Volume 76, Number 44 | March 28 - April 3, 2007

Villager photo by Adam Deville

Sneakers hanging on a lamppost at Chrystie and Rivington Sts. three years ago, including a pair of flat ones made from wood by Skewville.

Orchard gallery is taking its sneakers to Bushwick

By Brooke Edwards

The Lower East Side is losing yet another of its enclaves for underground artists with the closing of the Orchard Street Art Gallery.

Known for housing street and graffiti artists, the Orchard St. gallery recently lost its home after an eight-month court battle. The site, at 139 Orchard St. between Delancey and Rivington Sts., will be converted into condo apartments by the building’s owner, the DAB-Group, according to gallery owners Adam Deville and Ali Ha.

“They’ve kicked everyone out of our building,” Ha said. “We’re the last ones left.”

For the couple, losing their lease means not only losing their gallery space, but also their home. Deville and Ha say DAB-Group paid the other residents up to $15,000 to vacate their rent-stabilized apartments, but refused to pay them anything because they also used the space commercially.

In the end, the couple lost their lease and did not receive any compensation, though they did get to live in the space rent-free for most of a year while their case was in court.

“The last eight months in court were as fun as they sound,” the owners wrote in an e-mail to their patrons. “But don’t worry, we ain’t going out like that….”

The gallery has planned a “grand closing” event for Fri., April 6, from 6 p.m. to 9 p.m. The finale, open to the public, will feature the original signs from each of the 20 artists the gallery has featured throughout its three-year run. There will also be various Orchard Street Art Gallery signs for sale.

“It will be like a little smorgasbord of everything,” Ha said.

Deville said prices might range from $5 to $10,000, depending on “How much we know you and how much you’ve got in your pocket.”

Deville, 35, and Ha, 29, have worked and lived in the gallery since December 2002. They opened the gallery, which also serves as their living room, to have a place to display the now-famous line of wooden sneakers known as Skewville.

Skewville is the creation of Deville and his twin brother, known as DROO. As kids growing up in Queens, the brothers would toss their old black converse sneakers on power lines as a way of “representing — leaving your mark on the ’hood,” Deville said. But soon, they wanted to toss more shoes than they were wearing out.
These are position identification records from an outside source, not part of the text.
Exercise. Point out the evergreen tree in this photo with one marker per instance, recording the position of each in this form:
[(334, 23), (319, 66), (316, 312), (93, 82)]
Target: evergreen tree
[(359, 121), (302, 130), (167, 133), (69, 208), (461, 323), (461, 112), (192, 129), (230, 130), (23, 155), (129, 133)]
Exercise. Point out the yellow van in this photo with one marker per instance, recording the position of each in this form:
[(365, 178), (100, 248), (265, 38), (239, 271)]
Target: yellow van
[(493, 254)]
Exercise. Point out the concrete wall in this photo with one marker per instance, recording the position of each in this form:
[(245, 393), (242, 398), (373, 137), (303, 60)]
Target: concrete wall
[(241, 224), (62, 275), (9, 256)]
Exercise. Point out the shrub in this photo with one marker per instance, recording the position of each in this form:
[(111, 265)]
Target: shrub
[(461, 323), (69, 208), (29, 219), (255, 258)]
And so, in 1999, they started making wooden versions of the iconic sneakers, calling the line Skewville after the name of their crooked Astoria house. The brothers then began tossing the shoes on power lines and street lampposts around the world.
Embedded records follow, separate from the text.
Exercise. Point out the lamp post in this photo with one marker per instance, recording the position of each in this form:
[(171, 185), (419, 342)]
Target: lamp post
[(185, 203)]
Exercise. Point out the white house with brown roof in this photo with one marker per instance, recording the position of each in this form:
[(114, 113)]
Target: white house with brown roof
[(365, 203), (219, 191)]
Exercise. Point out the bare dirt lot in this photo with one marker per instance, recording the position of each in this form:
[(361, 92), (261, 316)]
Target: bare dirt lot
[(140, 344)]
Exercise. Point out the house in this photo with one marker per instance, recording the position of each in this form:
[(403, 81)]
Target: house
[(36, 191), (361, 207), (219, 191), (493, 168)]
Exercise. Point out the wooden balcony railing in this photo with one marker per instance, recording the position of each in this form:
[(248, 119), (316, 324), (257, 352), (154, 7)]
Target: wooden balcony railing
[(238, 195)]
The most famous Skewville show at the gallery, titled “Gang Related,” featured customized wooden sneakers by 75 different artists. For five months before the show, the Deville twins passed out blank editions of their wooden sneakers to the artists. The show drew so much attention, it was held at Orchard St. for six months in 2004.
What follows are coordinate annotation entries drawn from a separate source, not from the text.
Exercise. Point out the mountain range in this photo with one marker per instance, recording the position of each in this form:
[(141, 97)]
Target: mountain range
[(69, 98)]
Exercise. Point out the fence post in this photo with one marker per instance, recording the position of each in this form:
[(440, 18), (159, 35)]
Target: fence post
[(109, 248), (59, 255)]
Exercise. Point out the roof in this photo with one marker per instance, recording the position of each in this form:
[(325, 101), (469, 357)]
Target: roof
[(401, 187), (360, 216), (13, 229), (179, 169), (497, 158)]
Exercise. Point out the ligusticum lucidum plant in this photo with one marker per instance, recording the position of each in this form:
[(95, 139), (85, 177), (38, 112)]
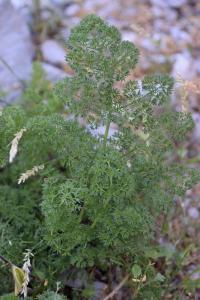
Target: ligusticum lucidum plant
[(95, 200)]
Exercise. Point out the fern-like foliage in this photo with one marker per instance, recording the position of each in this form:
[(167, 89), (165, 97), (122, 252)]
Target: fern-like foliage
[(97, 199)]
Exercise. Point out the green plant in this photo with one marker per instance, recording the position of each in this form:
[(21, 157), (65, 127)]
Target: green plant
[(91, 200)]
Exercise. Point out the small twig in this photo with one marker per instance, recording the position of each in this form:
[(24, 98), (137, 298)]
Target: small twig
[(3, 259), (117, 288)]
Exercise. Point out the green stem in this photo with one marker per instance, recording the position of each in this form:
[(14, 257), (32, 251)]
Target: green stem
[(106, 133)]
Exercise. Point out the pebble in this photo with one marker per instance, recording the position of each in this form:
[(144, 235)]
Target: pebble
[(193, 213), (53, 52)]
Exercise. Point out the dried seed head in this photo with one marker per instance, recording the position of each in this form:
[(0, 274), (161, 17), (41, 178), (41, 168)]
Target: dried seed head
[(14, 144), (30, 173)]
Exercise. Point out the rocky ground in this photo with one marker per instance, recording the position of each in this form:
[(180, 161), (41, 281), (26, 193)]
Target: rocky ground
[(167, 32)]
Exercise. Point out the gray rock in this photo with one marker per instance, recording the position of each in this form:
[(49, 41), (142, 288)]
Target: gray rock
[(53, 73), (129, 36), (53, 52), (16, 51), (193, 213), (183, 65), (72, 10), (176, 3), (165, 3)]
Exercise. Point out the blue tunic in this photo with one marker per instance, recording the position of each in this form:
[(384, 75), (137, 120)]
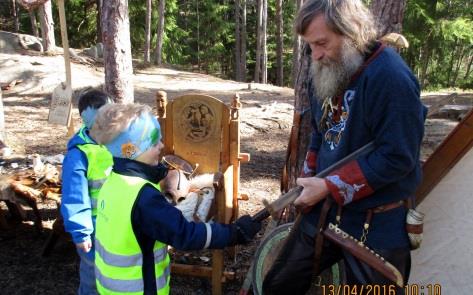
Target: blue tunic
[(382, 104)]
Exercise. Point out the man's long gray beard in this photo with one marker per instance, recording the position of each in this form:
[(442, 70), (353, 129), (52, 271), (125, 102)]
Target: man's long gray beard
[(332, 78)]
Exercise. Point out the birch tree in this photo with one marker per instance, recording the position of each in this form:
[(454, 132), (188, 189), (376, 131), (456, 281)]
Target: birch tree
[(117, 50), (160, 33)]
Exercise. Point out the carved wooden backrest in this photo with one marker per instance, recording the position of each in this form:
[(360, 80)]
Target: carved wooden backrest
[(198, 128)]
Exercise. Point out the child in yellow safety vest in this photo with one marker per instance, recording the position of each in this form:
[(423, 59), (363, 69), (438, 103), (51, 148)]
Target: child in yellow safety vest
[(135, 222)]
The gallery was home to the first solo shows of many underground street artists, including Jet+Rubble, Abe Lincoln Jr., Solar, Rep1 and Gore.b.

“We like to give artists a chance to have their first solo show in a setting that is not ‘gallery-like,’ which is so not fun,” said Ha.

Orchard St. also prided itself on welcoming artists who weren’t allowed in more mainstream galleries, such as ELiK, who was asked to leave the McCraig Wells Gallery due to protests over the artist’s reported connection to neighborhood graffiti.

The gallery’s reputation for supporting “vandals” got the attention of the New York Police Department. Deville said undercover officers stopped by constantly. He said even the chief of police himself showed up at one of their last shows, threatening fines because they were serving alcohol without a license.

Though they may have been pushed out of the Lower East Side, they’re not through with New York. They’re planning their rebirth in Brooklyn, where young artists are migrating eastward from Williamsburg.

“We’re going to take our scene to Bushwick,” Ha said. They are looking to buy a small space, so that they’ll never have to worry again about getting pushed out by another — in their words — “slumlord.”

Their new spot will likely be a bar in addition to a gallery space because, Ha said, “Art doesn’t really make us money.”

Deville added, “Whether we call it a bar or call it a gallery, we just know it’s definitely going to involve art and it’s definitely going to involve alcohol. The only reason people come to see art is for the free beer.”

Shortly after they opened, the Orchard Street Art Gallery was listed as one of 25 in the Lower East Side loop. Now, Ha said, there are eight.

“It’s just sad that there’s not going to be a place for underground artists, with rent so high,” she said.

In the end, the couple is happy with the run the Orchard Street Art Gallery had.

“It was fun while it lasted,” Deville said. “From a business point of view, it failed. But from a street cred point of view, we were really successful.”